Le problème est qu’ils boivent surtout la liqueur qu’on leur sert
dès fois il est nécessaire de tirer un trait afin de s ‘ apercevoir que notre place n ‘ était pas là … d ‘ ailleurs ou est t- elle? au final on en sait jamais rien mais le principal c ‘ est de chercher de vivre de faire remonter les taux d ‘ excitation ceux même qui font de nous des hommes quitte à faire des folies et là seulement on devient libre ;;;;;
Insister toujours et encore sur la faculté à faire des conneries de bonne foi… encore et toujours… parce que l’excitation est plus importante que la raison et que la vie est courte… trop…
C’était au mois de septembre… première rentrée sans faire le prof… il y a des remous… donc depuis recherche de la place mais au moins elle n’est clairement pas dans l’éducation nationale…donc j’accumule les folies pour accéder à la liberté… je vais même aller faire les courses là pour signaler ma liberté absolue et honnêtement un supermarché avec 10 clients c’est le luxe…
Pour ce qui est de mon expérience de titulaire, j’ai toujours été bien plus cool avec les vacataires et suppléants qui amenaient un peu d’air frais et de légèreté dans mon établissement mais c’est vrai que les autres profs ne leur disaient pas souvent bonjour (je ne veux pas généraliser non plus…)
En fait, je crois que malgré tout la plupart dit bonjour… le mépris est plus un mépris de classe je crois… une distinction d’échelle… pas de niveaux en fait, même pas… juste une distinction catégorielle qui n’a pas lieu d’être au final …

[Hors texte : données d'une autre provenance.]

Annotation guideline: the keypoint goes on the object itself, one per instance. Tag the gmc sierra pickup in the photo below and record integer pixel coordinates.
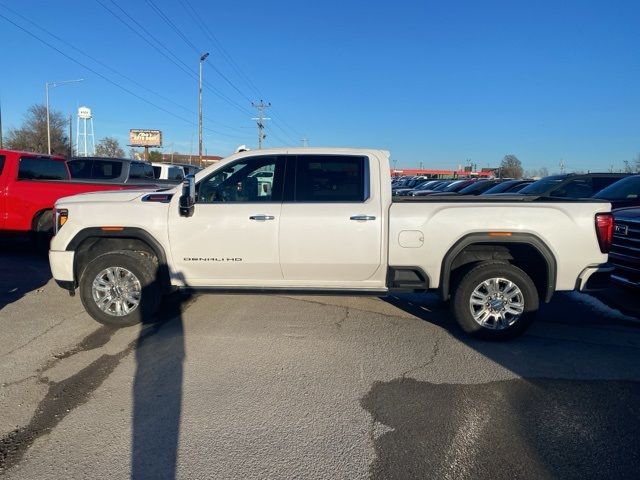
(323, 220)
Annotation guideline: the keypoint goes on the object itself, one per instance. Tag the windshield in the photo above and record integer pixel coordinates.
(477, 187)
(626, 188)
(503, 187)
(455, 186)
(428, 185)
(542, 186)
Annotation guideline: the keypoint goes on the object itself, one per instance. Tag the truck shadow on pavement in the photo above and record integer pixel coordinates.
(23, 268)
(157, 390)
(570, 412)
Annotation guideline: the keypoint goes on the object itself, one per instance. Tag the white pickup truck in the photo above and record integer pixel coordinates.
(315, 220)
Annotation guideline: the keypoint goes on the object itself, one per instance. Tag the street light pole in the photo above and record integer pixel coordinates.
(46, 96)
(203, 57)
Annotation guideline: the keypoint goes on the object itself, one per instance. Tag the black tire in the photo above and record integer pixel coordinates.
(472, 278)
(142, 267)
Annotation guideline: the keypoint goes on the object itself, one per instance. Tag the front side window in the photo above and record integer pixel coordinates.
(621, 190)
(328, 178)
(106, 169)
(257, 179)
(42, 169)
(80, 168)
(175, 173)
(139, 170)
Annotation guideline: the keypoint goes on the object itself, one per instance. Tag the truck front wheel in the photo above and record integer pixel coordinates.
(120, 288)
(495, 301)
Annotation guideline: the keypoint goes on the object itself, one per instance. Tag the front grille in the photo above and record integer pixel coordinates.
(625, 253)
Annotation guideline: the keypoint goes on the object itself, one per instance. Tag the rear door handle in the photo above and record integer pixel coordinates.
(261, 218)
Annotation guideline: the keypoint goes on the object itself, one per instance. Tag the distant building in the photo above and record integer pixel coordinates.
(190, 159)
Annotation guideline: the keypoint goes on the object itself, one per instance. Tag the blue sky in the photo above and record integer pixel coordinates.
(433, 82)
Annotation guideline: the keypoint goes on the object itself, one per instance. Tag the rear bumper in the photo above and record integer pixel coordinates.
(625, 282)
(595, 278)
(61, 263)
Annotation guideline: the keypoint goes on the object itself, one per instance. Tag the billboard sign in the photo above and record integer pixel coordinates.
(84, 112)
(145, 138)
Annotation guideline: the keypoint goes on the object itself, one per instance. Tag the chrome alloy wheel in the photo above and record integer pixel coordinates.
(116, 291)
(496, 303)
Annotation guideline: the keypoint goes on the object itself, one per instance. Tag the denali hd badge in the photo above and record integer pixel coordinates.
(621, 230)
(212, 259)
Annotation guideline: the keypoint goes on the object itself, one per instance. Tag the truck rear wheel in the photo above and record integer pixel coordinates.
(495, 301)
(120, 288)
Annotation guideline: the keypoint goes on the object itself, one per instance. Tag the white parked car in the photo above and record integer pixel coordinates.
(167, 171)
(326, 222)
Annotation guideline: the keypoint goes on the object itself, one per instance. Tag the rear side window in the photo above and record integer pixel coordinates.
(329, 178)
(80, 168)
(140, 170)
(42, 169)
(576, 188)
(106, 170)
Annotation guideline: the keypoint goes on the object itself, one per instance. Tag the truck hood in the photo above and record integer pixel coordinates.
(108, 196)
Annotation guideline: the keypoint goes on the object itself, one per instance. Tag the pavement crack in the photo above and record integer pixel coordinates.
(434, 354)
(340, 322)
(17, 382)
(33, 339)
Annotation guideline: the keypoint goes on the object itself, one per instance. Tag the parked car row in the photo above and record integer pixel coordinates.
(621, 190)
(31, 183)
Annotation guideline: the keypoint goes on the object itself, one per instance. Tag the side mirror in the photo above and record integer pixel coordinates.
(188, 197)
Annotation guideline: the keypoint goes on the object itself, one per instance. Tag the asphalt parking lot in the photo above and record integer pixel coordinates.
(246, 386)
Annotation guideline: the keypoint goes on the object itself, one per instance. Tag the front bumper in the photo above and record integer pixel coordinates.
(595, 278)
(61, 263)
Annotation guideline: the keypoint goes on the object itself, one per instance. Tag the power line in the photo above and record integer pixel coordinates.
(220, 48)
(169, 54)
(276, 136)
(193, 47)
(111, 69)
(104, 77)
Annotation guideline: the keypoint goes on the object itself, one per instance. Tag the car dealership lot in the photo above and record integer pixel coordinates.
(252, 386)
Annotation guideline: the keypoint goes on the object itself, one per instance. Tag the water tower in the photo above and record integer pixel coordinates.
(85, 146)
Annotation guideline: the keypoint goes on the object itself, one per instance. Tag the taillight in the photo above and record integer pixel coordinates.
(604, 231)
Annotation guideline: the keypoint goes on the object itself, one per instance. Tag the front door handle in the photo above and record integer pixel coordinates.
(261, 218)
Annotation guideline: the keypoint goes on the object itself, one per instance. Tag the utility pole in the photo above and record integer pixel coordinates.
(71, 136)
(260, 120)
(203, 57)
(46, 96)
(1, 144)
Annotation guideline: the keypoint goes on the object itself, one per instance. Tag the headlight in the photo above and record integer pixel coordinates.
(62, 214)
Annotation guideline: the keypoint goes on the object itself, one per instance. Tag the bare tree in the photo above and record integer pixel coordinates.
(109, 147)
(511, 167)
(32, 135)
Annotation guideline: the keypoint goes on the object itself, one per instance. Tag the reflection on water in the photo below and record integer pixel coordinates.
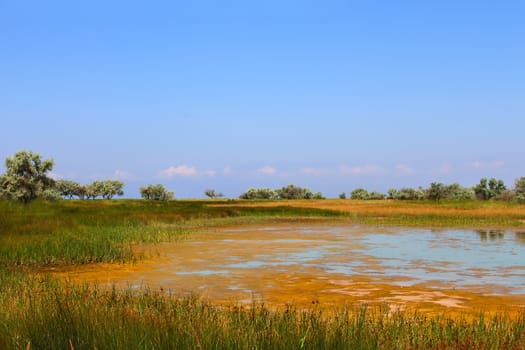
(492, 235)
(484, 261)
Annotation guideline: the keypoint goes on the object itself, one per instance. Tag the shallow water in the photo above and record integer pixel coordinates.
(285, 262)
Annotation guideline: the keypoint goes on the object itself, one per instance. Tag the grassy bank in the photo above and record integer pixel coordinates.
(79, 232)
(472, 214)
(39, 312)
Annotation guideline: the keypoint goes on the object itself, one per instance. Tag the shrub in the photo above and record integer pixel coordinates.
(156, 192)
(359, 193)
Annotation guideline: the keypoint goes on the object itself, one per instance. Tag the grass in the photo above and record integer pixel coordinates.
(42, 313)
(39, 312)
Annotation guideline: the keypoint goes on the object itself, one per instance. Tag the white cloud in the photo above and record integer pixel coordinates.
(185, 170)
(445, 169)
(55, 176)
(267, 170)
(210, 173)
(361, 170)
(123, 175)
(315, 171)
(487, 165)
(404, 169)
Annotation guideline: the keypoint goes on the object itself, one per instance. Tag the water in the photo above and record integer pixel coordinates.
(481, 260)
(283, 263)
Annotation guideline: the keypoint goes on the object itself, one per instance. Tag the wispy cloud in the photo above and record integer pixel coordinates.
(404, 169)
(267, 170)
(55, 176)
(496, 164)
(310, 171)
(123, 175)
(186, 171)
(369, 169)
(445, 169)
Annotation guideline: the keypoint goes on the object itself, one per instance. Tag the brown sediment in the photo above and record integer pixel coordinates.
(197, 266)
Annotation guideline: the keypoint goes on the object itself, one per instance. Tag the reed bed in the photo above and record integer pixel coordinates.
(39, 312)
(43, 313)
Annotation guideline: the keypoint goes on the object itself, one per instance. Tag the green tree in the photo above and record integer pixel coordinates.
(488, 189)
(519, 189)
(259, 193)
(211, 193)
(156, 192)
(436, 191)
(359, 193)
(26, 177)
(294, 192)
(112, 188)
(67, 188)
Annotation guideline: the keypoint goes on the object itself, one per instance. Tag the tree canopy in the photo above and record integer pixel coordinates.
(26, 177)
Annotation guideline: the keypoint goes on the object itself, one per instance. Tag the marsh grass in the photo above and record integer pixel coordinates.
(80, 232)
(39, 312)
(43, 313)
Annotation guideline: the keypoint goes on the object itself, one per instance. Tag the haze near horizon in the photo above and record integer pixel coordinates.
(328, 95)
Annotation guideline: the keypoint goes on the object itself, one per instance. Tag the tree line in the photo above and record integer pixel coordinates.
(486, 189)
(26, 178)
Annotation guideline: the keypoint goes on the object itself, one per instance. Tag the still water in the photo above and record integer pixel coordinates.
(489, 261)
(333, 264)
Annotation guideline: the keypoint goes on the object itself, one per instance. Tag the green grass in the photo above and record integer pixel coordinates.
(79, 232)
(42, 313)
(39, 312)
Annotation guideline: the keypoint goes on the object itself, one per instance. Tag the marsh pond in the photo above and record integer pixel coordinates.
(333, 264)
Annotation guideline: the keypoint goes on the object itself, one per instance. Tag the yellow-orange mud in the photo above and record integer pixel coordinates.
(299, 286)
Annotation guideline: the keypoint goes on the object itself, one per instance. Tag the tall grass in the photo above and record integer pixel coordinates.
(42, 313)
(38, 312)
(79, 232)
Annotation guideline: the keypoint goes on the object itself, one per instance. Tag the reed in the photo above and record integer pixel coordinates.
(43, 313)
(39, 312)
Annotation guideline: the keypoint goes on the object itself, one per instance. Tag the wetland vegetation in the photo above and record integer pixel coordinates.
(42, 312)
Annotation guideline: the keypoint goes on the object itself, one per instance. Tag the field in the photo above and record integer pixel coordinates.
(40, 311)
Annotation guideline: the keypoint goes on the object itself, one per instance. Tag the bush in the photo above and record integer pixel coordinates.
(406, 194)
(359, 193)
(294, 192)
(259, 193)
(156, 192)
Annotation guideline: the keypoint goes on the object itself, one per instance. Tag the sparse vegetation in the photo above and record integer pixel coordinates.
(156, 192)
(211, 193)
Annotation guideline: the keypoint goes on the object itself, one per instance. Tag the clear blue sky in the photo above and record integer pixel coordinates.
(331, 95)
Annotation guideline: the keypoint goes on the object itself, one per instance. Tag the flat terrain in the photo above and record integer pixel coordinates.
(104, 252)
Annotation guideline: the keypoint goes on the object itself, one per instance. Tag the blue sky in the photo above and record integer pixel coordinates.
(331, 95)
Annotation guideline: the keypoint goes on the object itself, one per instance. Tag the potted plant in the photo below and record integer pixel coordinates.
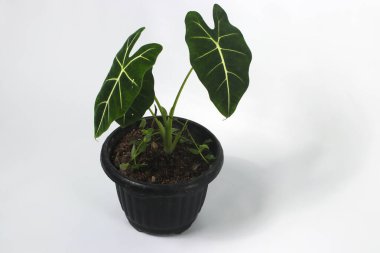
(163, 164)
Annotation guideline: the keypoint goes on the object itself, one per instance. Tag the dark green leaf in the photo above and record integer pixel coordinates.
(124, 82)
(203, 147)
(207, 141)
(133, 152)
(142, 102)
(220, 57)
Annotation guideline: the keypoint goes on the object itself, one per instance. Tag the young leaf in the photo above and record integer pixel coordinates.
(203, 147)
(133, 152)
(142, 124)
(124, 166)
(123, 82)
(210, 157)
(142, 102)
(220, 57)
(194, 151)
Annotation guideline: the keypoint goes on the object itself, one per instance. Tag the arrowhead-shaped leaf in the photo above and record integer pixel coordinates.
(220, 57)
(124, 82)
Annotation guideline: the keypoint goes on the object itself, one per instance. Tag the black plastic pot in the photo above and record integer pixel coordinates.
(162, 209)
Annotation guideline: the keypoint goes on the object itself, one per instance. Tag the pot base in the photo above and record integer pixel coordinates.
(160, 231)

Tout est vrai dans ton analyse! Même si ça fait grincer des dents… Je vis la même chose depuis 20 ans (eh oui!) en REP dans la région parisienne… Contractuel malmené et critiqué par la hiérarchie, les collègues jaloux, ben si! (face aux élèves qui te respectent et aiment ton cours alors qu’eux sont souvent chahutés)… Je me sens comme toi: C’est quoi ce programme qui ne fonctionne pas mais qu’on t’impose coûte que coûte? Pourquoi essaie t’on de nous faire rentrer dans des moules qui ne nous conviennent pas (remplacés par des robots, voilà la solution!)? Pourquoi mes idées, qui fonctionnent sur le terrain, sont tout de suite critiquées? Même le discours des formateurs nous rend dingue: citoyen de demain? avec ce programme? ben montrez-nous! euh non parce que vous comprenez je suis détaché, formateur de formateurs, mais j’ai eu des ZEP aussi je sais ce que c’est!…bla bla bla! Quand on voit le résultat!?! Faux nul zéro!
Oh totalement désolé je n’avais pas vu votre message… Je suis très en retard sur la réponse de fait mais je partage totalement votre analyse
Il y a une très grosse majorité des enseignants qui œuvrent chaque jour pour les élèves mais ceux là ne sont pas écoutés… jamais. On préfère (le on étant ici les décidants) écouter les théoriciens, ceux qui pondent des livres comme les profs corrigent des copies. efficacité. Et tout cela nous donne des lois, des programmes, des dogmes, des principes à suivre, à adopter, à aimer même si sur le terrain on sait que ça ne fonctionne pas et que ce que patiemment chaque enseignant impliqué construit avec ses élèves est bien plus efficace. mais l’efficacité ne compte que pour la correction des copies et surement pas pour l’élévation de la réflexion et du sens critique.